¿Se puede mejorar la microbiota?
Aunque la investigación continúa avanzando, sí conocemos algunas medidas que favorecen una microbiota más saludable.
Entre ellas destacan:
- Seguir una alimentación rica en frutas, verduras, legumbres y cereales integrales.
- Asegurar una ingesta adecuada de fibra.
- Limitar el consumo de alimentos ultraprocesados.
- Realizar actividad física de forma regular.
- Mantener un peso saludable.
- Evitar el tabaco.
- Utilizar antibióticos únicamente cuando sean necesarios y pautados por un profesional de la salud.
En cuanto a la salud vaginal, también es recomendable evitar el uso excesivo de productos de higiene íntima agresivos que puedan alterar el equilibrio natural de la microbiota.

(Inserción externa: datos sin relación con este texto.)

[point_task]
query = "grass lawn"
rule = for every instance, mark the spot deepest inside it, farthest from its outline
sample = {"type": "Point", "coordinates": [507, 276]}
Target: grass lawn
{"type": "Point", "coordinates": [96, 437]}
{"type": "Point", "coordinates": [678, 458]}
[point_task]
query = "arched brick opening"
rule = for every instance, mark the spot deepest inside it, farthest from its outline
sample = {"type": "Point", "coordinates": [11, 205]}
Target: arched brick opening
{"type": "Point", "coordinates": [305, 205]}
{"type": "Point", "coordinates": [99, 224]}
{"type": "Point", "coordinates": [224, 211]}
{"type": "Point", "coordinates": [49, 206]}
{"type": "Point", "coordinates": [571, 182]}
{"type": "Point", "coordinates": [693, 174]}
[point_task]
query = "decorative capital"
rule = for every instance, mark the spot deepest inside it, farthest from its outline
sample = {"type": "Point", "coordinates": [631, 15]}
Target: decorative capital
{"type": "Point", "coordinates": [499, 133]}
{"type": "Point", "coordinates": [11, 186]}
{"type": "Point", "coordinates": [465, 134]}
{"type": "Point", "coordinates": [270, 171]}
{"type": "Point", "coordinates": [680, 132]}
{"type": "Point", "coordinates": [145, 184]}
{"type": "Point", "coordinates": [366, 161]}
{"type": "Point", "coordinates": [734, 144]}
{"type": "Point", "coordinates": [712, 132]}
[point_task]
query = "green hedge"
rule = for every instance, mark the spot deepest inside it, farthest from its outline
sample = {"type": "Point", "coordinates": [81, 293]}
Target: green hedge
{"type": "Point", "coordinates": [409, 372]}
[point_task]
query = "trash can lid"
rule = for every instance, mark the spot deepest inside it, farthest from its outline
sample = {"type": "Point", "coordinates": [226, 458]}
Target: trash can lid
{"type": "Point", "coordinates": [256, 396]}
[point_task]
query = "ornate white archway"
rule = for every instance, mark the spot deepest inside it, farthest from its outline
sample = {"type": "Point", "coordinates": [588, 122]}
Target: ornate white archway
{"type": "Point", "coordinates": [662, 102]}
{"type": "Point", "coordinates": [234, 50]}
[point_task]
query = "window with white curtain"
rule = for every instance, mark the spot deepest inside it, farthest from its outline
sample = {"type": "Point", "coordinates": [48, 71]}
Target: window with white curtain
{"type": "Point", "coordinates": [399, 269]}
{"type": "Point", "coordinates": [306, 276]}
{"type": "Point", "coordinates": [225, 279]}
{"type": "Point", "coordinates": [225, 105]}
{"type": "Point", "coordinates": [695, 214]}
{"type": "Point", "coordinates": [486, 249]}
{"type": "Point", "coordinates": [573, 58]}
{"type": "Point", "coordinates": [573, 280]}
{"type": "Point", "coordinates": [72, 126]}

Probióticos, prebióticos y su uso en la salud íntima
Los probióticos son microorganismos vivos que, administrados en cantidades adecuadas, pueden aportar beneficios para la salud, mientras que los prebióticos son sustancias que favorecen el crecimiento de bacterias beneficiosas ya presentes en el organismo.
En el ámbito de la salud vaginal y la fertilidad, la mayoría de los probióticos se administran por vía oral. Aunque no actúan de forma directa sobre la vagina, pueden influir en la microbiota intestinal y en el sistema inmunitario, lo que a su vez puede repercutir de manera indirecta en el equilibrio de la microbiota vaginal. También se ha descrito que algunas cepas pueden alcanzar transitoriamente la zona perineal y contribuir a la recolonización vaginal.
Existe además la administración vaginal de probióticos, que busca un efecto más localizado sobre el ecosistema vaginal, especialmente en situaciones como infecciones recurrentes o tras tratamientos antibióticos. La vía tópica vulvar, por su parte, tiene un efecto principalmente local en la piel externa y un impacto más limitado sobre la microbiota vaginal.
En conjunto, la evidencia sugiere que los probióticos podrían ser una herramienta útil en determinados contextos, aunque su eficacia depende de la cepa, la vía de administración y la situación clínica concreta, y su papel en la fertilidad aún está en investigación.
Conclusiones
La microbiota representa una de las áreas más interesantes de la medicina reproductiva actual. Cada vez comprendemos mejor cómo estos microorganismos participan en el equilibrio hormonal, la regulación inmunitaria y la salud ginecológica.
Sin embargo, es importante tener en cuenta que la fertilidad depende de múltiples factores y la microbiota constituye solo una pieza más dentro de un proceso biológico extraordinariamente complejo.
Los próximos años probablemente aportarán respuestas más claras sobre qué alteraciones son realmente relevantes, qué pruebas resultan útiles y qué intervenciones pueden mejorar los resultados reproductivos.
Mientras tanto, la mejor estrategia continúa siendo cuidar la salud de forma global mediante hábitos de vida saludables, un seguimiento médico adecuado y un enfoque individualizado para cada mujer y cada pareja.